How can an administrator manually confirm/verify a user's linked email address?

Hi,

by mistake a user has done lots(!) of commits using a mistyped email
address (git commit --author="NAME <wrong.em@il.address>"). He has now
added the wrong email address to the list of his linked email addresses,
but since this is a wrong and not existing (even technically invalid)
email address, he cannot verify it.

Can I (and how) as GitLab administrator (self-hosted Omnibus
installation, version 12.8.1-ce.0 on Debian Linux) manually set this
linked email address to a confirmed/verified state?

I withdraw the question as not being relevant for us any more: I had assumed that GitLab links email adresses in commits only to verified email adresses. However the user is already correctly displayed in the commit history, even though the erroneous email address is still unverified. I therefore don’t need to verify the email address manually.

Hi, no, but you can do something to ensure that a particular person has actually done a commit. I’ll give an example.

I can edit my .gitconfig file and in the email field put whatever email I like - an incorrect one, or even an email of my colleague. I can then push that commit, and the incorrect email will show on that commit, or for example the email of my colleague, and people would think that my colleague did the commit when it was actually me. Now obviously that is not good, because I could make it look like my colleague made a really bad commit.

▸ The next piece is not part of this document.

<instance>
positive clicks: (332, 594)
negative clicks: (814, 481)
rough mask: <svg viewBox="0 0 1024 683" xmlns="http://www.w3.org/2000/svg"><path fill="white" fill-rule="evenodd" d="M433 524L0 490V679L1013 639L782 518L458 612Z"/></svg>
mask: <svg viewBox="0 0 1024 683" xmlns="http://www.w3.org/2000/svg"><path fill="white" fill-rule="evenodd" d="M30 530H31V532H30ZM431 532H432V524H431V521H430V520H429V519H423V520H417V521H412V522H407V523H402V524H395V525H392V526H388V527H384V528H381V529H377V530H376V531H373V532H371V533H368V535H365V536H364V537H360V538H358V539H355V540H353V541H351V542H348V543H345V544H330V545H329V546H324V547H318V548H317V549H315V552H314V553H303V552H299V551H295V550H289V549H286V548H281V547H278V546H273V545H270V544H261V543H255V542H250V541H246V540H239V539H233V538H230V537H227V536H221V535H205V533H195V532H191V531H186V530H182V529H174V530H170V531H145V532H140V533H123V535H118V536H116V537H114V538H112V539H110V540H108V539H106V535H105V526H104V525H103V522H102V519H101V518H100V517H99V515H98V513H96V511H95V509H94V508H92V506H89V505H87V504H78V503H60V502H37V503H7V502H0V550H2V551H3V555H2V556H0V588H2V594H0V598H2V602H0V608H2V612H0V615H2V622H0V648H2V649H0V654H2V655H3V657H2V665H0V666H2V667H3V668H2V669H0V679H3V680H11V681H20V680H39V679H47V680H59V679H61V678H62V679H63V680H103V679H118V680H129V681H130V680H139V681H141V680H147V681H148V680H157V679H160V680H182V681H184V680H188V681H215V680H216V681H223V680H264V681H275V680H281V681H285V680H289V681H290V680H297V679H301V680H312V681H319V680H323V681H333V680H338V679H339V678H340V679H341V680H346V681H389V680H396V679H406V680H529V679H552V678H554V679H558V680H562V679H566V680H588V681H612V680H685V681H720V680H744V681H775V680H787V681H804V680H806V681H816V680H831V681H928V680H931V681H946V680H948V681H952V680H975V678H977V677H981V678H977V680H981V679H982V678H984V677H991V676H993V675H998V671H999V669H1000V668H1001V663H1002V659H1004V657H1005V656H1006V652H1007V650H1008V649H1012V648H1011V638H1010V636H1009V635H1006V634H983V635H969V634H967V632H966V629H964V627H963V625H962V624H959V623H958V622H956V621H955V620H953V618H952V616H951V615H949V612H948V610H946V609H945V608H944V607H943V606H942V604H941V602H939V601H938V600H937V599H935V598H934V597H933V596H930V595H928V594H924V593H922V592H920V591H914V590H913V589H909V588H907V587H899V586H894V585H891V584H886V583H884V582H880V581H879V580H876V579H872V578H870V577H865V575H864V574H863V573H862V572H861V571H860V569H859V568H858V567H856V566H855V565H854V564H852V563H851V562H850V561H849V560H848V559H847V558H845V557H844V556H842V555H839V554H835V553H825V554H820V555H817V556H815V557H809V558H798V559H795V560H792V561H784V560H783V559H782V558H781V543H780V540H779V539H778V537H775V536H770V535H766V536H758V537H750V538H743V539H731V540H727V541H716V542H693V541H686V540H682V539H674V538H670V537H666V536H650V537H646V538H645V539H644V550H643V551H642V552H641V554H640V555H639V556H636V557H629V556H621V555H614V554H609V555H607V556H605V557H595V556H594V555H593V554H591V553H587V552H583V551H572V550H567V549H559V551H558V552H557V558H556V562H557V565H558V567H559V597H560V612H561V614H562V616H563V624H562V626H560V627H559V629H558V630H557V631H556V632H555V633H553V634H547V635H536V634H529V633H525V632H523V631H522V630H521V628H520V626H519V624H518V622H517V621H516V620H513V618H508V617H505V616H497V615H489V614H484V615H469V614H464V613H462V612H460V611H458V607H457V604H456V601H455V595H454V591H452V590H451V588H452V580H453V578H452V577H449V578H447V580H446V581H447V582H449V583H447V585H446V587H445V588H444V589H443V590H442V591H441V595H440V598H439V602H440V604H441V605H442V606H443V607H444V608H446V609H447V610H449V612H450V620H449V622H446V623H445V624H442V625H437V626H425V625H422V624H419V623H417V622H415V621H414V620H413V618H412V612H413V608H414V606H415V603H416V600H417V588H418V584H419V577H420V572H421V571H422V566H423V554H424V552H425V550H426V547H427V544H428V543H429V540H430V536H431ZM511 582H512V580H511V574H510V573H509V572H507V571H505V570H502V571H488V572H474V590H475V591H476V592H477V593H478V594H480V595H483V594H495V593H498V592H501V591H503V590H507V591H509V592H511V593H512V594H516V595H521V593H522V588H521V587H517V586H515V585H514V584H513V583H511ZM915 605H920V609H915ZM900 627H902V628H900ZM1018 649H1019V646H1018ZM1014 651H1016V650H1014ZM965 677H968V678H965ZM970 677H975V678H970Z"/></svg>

So, to protect against that, it’s best to use GPG keys, and so in my .gitconfig I have:

[user]
	email = firstname.surname@mydomain.com
	name = Ian Walker
	signingkey = my-gpg-signing-key
[push]
	default = current
[commit]
	gpgsign = true

every commit from there on will automatically be GPG signed. Of course, it will only show as verified in the web interface for Gitlab if the email matches the email address tied to the GPG key.

image

As you can see above my commits have verified when being GPG signed and if not, then the space is blank. This link will show how to set it up: Signing commits with GPG | GitLab

Thanks @iwalker, that’s very useful hint indeed. In the concrete case there were only four persons having write access to the repository :-). But we might set up gpg signing as a generally recommended policy in the future for all users of our GitLab instance.